Being one of two doctors in town, Drew often patched up robbers or drunken brawlers before Barnes hauled them off to jail.
 
Occasionally he even visited the jail when Barnes deemed it too dangerous to bring the criminal to the clinic.

“What brings you here?” Drew asked, still unable to shake his concern that Barnes accompanied no one.

Barnes, his voice low and serious, asked, “May I have a word with you and Mrs. Anderson?”

Drew showed him to his office where their conversation could remain private.
 
Once the bulky man took a seat, Drew quickly fetched Hannah.
 
The lack of sleep from the night before did not help his increasing nervousness about the policeman’s unusual behavior.

As Hannah took a seat, Barnes started, “We have your brother, Thomas, in custody down at the jailhouse.
 
He was identified as one of the men in yesterday’s failed attempt to rob the bank.”

Drew felt his throat constrict and his heart started beating rapidly, distressed over his brother’s increasingly wild behavior.

Sinking into the remaining chair, he asked tensely, “What happened?”

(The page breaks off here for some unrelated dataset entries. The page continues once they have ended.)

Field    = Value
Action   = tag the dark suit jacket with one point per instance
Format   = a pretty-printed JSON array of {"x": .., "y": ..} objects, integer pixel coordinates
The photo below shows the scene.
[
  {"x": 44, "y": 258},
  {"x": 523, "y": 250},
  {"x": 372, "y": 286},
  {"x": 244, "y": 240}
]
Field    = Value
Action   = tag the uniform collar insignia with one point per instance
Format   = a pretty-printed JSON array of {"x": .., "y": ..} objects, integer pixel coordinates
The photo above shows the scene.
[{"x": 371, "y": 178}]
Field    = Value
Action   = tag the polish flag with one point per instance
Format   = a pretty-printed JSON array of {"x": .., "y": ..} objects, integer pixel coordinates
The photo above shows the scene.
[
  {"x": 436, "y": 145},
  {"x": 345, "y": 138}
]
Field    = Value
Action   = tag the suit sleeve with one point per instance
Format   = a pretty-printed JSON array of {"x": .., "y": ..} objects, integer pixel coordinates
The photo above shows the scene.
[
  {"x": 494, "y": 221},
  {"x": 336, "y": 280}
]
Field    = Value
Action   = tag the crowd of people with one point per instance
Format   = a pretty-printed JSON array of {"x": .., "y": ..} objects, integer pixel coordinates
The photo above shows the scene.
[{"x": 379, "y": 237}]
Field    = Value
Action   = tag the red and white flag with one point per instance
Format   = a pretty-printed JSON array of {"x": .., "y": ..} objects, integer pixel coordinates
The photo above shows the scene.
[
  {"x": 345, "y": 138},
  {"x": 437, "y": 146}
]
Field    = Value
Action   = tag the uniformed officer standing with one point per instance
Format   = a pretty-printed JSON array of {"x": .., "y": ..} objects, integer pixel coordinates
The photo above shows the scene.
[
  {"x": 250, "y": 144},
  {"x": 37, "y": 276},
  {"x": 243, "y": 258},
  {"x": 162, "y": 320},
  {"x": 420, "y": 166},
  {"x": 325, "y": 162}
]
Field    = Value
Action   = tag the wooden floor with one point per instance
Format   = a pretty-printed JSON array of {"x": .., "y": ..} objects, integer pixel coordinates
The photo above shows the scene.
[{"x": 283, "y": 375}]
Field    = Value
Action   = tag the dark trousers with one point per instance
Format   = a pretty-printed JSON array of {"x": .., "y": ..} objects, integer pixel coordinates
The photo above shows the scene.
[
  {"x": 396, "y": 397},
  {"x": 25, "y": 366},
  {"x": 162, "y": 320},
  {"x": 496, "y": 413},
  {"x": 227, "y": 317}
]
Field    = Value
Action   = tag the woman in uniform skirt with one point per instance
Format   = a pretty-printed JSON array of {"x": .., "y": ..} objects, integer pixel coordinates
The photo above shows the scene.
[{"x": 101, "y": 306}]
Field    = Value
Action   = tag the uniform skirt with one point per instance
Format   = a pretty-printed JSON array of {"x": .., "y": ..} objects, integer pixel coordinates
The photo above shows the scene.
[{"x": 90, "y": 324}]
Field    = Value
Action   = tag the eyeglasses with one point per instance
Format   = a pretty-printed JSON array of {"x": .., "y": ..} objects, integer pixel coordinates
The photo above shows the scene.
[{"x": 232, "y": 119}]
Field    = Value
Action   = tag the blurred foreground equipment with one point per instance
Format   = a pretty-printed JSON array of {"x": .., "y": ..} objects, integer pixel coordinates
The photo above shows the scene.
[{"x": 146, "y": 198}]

“From what we pieced together,” Barnes’ deep voice added to his air of authority, “it looks like Thomas, along with Sam Rogers and Ed Rogers, stormed the bank yesterday afternoon as one of the patrons was leaving.
 
They pulled their guns on Mr. Davis and forced him to open the safe in the back room.
 
Mr. Davis kept a loaded revolver in the safe, so once he opened it, he turned the gun on Sam and shot him in the foot.
 
Then Ed fired on Mr. Davis.”

Still stunned, Drew merely nodded.
 
He did not want to believe his brother was party to this crazy affair, crossing the line from rebellion to crime.